For this reason Merc reckons most of its customers will be existing pick-up operators transferring from other brands where they already take advantage of the tax regime rather than customers coming out of SUVs.

Interior and equipment

While the X-Class is based on Nissan’s thoroughly competent Navara and shares its 2.3-litre engine (with outputs of either 163hp or the 190hp tested here) – and multi-link suspension with solid rear axle as well as retaining rear-wheel drive in conjunction with selectable four-wheel drive - Mercedes has raised the bar in terms of comfort and refinement. The upper body is Mercedes’ own and is 50mm wider than that of the Navara while the track has been extended by 70mm.

Interior quality is excellent with comfortable suede-finish seats and classy surface materials, although there is some tough, robust-looking hard plastic on the lower portion of the dashboard that should withstand scuffs from outdoor boots.

One gripe is that there is very little storage space for items such as a wallet or mobile phone.

A generous helping of standard safety kit includes autonomous emergency braking, lane-keeping assist, traffic sign recognition, hill-start assist and a reversing camera.

Mercedes has augmented the Power specification with a raft of features including painted bumpers with a chrome under guard, chrome rear bumper with an integrated step, LED headlights with a cleaning system, keyless ignition, eight-way adjustable driver and front passenger seats, leather upholstery and dash, and 18in alloys.

As part of the £1,345 Style Package, we got 19in alloys, privacy glass, electric rear windows, running boards, which help getting in and out, and roof rails.

A feature inherited from the Navara that we would recommend is the excellent 360° camera that comes as with the £570 Parking Package. It succeeds in making tight inner-city maneouvres a stress-free experience.

Engine and gearbox

Engine noise is impressively suppressed even at motorway speeds and the X-Class also handles reassuringly well on winding roads when pushed hard. The 190hp engine provides decent enough power and works smoothly with the seven-speed auto transmission, but both fall a little short in comparison with the 224hp V6 Amarok with eight-speed automatic transmission.

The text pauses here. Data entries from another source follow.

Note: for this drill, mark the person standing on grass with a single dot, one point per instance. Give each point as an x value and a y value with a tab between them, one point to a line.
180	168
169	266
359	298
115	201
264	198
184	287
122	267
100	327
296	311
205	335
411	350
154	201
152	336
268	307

This may change when Mercedes launches its own V6 350 258hp X-Class in mid-2018. Like the Amarok, this too will come with permanent all-wheel drive.

Even with the 190hp engine, the X-Class will not win any prizes as an eco-warrior. It’s official 35.8mpg and 207g/km CO2 compare with the 224hp Amarok’s 36.2mpg and CO2 of 204g/km.

The X350 3.0-litre V6 will offer returns of 31.3mpg with 237g/km CO2.

Mercedes-Benz X250 d 4Matic Power

Price (ex VAT)    £34,100
Price range (ex VAT)    £27,310-£34,100
Insurance  Group    38E (est)
Warranty    2yrs/100,000mls
Service intervals    18,000mls
Load length    1,587mm
Load width (min/max)     1,130/1,560mm
Load bay height     431mm
Gross payload     1,066kg
Engine size/power     2,298cc/190hp
Combined fuel economy    35.8mpg
CO2     207g/km


Verdict


The X-Class does not set out to be a frugal workhorse but raises the bar for pick-up luxury and will win plenty of friends at the top end of the lifestyle sector.